Это сообщение меня радует. Костя – школьный друг Олега, байкер из упертых, гоняет по стране на мотоцикле и довольно часто приезжает к нам в город. Мы хорошо знакомы и отлично ладим – у Кости прекрасное чувство юмора, он добряк, как почти все люди больших габаритов, но при этом легко может свернуть шею, если что-то его раздражает.

– Он надолго?

– Не сказал. Ты не против, надеюсь, если он тут побудет?

– С ума сошел?! – я сажусь на кровати и чуть морщусь – спина все-таки побаливает. – Да я только рада буду!

– Ты ведь знаешь, что он нам не помешает, если что.

Разумеется, он не помешает – Костя в курсе пристрастий своего друга, но разделять увлечение никогда не стремился, однако это никак не препятствует их дружбе.

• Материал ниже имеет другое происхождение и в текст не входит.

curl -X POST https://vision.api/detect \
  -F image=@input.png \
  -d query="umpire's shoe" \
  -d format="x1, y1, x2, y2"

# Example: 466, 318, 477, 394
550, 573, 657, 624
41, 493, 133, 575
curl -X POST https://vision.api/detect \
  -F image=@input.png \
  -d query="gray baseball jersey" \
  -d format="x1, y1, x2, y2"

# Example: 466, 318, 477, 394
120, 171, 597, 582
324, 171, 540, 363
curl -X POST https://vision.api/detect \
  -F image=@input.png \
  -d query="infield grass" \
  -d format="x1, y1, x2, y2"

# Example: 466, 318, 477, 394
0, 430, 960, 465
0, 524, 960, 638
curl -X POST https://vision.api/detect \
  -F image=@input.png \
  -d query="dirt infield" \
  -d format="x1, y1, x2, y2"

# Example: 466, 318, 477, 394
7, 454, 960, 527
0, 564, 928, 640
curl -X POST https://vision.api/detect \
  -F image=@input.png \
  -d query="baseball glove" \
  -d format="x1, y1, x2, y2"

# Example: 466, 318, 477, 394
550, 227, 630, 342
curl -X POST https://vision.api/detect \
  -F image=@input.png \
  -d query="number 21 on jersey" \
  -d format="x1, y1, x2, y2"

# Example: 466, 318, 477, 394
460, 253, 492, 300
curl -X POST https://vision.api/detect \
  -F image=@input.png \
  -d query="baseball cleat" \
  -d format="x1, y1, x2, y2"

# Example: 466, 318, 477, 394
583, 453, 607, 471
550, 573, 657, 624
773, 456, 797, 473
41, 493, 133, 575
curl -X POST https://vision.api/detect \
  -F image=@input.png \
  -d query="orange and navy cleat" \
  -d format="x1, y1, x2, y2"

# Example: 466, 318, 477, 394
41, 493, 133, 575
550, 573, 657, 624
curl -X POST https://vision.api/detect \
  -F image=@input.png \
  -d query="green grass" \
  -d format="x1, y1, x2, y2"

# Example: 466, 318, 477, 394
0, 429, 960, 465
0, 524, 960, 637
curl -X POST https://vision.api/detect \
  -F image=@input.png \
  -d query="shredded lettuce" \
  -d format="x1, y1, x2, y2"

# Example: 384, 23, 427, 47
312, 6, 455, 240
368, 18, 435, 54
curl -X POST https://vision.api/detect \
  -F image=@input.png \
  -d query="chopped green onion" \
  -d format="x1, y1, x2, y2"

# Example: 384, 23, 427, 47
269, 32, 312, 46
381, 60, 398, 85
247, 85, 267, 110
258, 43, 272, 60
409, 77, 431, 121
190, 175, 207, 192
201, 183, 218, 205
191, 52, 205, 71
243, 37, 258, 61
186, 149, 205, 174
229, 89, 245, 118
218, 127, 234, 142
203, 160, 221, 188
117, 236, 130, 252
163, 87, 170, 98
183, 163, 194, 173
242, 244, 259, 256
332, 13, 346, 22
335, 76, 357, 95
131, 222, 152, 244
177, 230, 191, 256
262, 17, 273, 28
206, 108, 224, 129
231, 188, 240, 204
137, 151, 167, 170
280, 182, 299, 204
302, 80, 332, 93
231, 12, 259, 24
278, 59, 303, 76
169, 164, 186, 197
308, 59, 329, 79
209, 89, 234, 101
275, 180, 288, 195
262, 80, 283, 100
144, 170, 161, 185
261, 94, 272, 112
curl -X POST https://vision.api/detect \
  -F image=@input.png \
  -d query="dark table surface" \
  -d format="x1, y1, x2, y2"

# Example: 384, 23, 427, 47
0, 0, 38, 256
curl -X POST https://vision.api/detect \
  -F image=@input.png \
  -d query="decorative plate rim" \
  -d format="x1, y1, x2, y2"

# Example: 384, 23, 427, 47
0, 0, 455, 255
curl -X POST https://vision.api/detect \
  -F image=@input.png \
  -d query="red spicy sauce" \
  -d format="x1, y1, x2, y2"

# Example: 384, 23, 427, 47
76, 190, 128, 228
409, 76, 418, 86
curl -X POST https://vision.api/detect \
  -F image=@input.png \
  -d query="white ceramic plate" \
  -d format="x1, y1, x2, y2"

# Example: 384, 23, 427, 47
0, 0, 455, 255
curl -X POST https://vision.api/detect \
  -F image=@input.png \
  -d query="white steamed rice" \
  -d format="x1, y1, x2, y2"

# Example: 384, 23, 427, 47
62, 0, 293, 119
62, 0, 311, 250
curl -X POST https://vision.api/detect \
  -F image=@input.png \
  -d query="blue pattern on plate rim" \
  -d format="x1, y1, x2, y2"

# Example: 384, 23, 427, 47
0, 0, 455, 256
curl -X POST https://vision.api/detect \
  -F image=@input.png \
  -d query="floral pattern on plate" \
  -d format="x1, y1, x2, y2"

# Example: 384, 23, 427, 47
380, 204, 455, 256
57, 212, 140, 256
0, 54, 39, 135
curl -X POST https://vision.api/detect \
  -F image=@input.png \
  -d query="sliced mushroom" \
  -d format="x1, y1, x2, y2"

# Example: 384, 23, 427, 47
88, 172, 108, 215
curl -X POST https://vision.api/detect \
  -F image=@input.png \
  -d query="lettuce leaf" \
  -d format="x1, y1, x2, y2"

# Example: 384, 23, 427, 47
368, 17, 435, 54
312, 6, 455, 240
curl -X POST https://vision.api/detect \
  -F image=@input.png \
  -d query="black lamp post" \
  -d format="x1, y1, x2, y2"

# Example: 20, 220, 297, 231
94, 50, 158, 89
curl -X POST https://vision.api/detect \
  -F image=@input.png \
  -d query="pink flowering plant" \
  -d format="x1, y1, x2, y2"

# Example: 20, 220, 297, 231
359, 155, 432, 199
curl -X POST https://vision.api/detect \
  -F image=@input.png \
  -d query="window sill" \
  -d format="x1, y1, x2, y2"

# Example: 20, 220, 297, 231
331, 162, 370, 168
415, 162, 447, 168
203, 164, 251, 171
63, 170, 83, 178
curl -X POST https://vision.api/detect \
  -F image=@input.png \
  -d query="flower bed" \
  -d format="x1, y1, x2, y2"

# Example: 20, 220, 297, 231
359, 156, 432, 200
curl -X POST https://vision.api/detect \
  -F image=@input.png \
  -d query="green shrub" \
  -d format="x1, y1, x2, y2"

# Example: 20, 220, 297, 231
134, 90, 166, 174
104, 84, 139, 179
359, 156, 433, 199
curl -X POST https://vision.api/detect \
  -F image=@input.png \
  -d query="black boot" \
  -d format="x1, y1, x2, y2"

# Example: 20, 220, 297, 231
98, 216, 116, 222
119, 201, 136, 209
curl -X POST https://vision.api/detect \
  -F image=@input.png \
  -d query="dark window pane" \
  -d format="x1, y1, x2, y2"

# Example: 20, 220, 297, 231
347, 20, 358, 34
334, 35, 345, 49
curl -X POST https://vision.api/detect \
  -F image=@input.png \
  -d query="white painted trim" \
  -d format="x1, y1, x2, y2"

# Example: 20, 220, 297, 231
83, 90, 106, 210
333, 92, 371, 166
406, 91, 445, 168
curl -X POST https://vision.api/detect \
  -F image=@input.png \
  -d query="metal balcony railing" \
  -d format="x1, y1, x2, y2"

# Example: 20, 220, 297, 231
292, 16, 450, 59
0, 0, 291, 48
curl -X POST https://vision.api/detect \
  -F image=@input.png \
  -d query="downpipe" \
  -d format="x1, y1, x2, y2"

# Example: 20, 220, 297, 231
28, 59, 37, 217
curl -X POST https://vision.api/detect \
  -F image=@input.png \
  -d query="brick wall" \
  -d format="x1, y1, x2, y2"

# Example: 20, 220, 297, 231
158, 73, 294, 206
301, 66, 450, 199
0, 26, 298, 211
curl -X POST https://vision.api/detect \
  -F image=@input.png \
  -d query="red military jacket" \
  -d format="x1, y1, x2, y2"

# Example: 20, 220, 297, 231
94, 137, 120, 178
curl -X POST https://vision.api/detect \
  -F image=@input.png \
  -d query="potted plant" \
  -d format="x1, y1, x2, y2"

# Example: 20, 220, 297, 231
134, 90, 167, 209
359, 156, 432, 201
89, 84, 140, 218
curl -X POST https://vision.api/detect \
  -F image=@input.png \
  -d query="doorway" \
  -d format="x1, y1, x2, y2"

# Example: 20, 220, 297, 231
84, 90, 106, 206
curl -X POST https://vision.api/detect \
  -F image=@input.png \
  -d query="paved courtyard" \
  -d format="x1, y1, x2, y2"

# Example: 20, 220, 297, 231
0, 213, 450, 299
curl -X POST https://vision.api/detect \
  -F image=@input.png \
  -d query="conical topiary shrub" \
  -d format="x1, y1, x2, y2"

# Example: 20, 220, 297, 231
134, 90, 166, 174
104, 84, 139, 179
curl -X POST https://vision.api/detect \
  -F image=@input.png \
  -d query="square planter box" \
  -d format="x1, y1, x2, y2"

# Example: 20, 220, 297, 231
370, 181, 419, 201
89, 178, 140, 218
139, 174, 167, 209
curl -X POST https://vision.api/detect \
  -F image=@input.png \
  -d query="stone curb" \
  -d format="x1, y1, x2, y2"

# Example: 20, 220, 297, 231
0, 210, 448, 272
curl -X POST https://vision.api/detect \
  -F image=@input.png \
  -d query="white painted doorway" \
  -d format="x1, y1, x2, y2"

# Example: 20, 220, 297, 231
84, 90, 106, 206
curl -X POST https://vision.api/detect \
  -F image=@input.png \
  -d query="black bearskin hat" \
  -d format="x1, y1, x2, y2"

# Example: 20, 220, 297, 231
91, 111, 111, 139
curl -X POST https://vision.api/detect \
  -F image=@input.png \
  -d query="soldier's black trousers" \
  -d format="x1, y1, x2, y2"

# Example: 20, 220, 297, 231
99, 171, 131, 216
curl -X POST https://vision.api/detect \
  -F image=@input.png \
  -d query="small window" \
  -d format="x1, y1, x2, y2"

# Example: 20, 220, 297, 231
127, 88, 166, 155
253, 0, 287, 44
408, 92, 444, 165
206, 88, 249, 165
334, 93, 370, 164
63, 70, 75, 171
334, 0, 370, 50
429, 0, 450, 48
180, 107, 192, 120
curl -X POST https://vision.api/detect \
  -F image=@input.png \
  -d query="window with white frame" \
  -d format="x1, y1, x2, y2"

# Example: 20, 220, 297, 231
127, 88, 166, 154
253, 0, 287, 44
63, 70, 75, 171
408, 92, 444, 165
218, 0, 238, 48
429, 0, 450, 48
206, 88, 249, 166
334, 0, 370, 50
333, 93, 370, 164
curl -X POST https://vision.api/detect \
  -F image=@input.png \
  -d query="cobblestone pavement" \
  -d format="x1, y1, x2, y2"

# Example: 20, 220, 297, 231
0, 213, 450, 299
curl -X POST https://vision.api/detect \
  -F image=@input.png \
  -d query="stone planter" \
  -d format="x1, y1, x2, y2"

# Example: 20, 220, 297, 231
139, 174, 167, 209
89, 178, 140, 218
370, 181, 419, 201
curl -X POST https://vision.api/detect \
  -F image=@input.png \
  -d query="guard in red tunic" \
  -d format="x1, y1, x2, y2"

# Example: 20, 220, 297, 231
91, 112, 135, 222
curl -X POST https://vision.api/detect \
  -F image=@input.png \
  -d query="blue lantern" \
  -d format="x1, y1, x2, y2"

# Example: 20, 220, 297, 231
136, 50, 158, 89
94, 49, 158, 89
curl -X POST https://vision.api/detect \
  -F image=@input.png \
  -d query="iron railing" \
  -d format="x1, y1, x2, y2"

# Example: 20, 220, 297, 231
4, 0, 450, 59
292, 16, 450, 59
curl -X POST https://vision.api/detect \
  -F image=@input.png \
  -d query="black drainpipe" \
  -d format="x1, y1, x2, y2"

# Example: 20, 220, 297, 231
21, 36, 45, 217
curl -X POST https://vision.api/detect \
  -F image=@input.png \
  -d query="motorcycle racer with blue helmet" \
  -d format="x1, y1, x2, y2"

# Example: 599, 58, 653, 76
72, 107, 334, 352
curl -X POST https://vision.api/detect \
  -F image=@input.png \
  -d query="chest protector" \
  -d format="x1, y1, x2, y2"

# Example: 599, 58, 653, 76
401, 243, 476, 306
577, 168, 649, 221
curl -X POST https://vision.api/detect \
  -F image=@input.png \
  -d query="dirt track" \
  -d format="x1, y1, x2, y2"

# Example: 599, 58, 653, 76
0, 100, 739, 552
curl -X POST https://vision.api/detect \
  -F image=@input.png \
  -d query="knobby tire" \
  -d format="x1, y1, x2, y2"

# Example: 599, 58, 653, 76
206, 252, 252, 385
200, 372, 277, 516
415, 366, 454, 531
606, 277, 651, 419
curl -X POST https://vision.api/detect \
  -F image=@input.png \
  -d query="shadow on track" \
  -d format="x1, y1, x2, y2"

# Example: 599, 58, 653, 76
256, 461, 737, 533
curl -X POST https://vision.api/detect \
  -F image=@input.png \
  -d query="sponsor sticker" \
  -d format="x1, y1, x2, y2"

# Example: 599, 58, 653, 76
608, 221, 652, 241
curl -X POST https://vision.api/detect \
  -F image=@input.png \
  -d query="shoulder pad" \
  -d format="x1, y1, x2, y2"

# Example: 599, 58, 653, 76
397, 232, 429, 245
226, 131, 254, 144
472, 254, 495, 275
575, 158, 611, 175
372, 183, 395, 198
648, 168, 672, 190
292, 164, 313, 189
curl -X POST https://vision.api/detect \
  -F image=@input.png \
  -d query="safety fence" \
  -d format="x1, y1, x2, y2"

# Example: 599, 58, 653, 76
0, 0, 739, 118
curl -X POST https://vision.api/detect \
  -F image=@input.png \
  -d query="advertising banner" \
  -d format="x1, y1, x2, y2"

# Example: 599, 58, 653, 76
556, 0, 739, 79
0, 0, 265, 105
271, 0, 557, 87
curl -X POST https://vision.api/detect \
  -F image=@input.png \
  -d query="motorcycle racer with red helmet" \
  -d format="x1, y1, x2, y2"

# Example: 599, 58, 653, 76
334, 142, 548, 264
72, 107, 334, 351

Собственно, это правильно – кому какое дело, чем там люди занимаются в постели за закрытой дверью? Мы не склонны к эпатажу и демонстрации, ничем не подчеркиваем свою принадлежность к Теме, даже мой браслет выглядит как обычное украшение, и только люди понимающие видят его значение. Костя, конечно, знает, кто я Олегу, но его это никак не смущает – я не целую ботинки в качестве приветствия, не провожу ужины на коленях возле стула Верхнего, Олег не порет меня прилюдно – в общем, мы совершенно нормальные люди, пока за нами не закрылась дверь спальни. И то, что происходит там, опять-таки, никого не касается.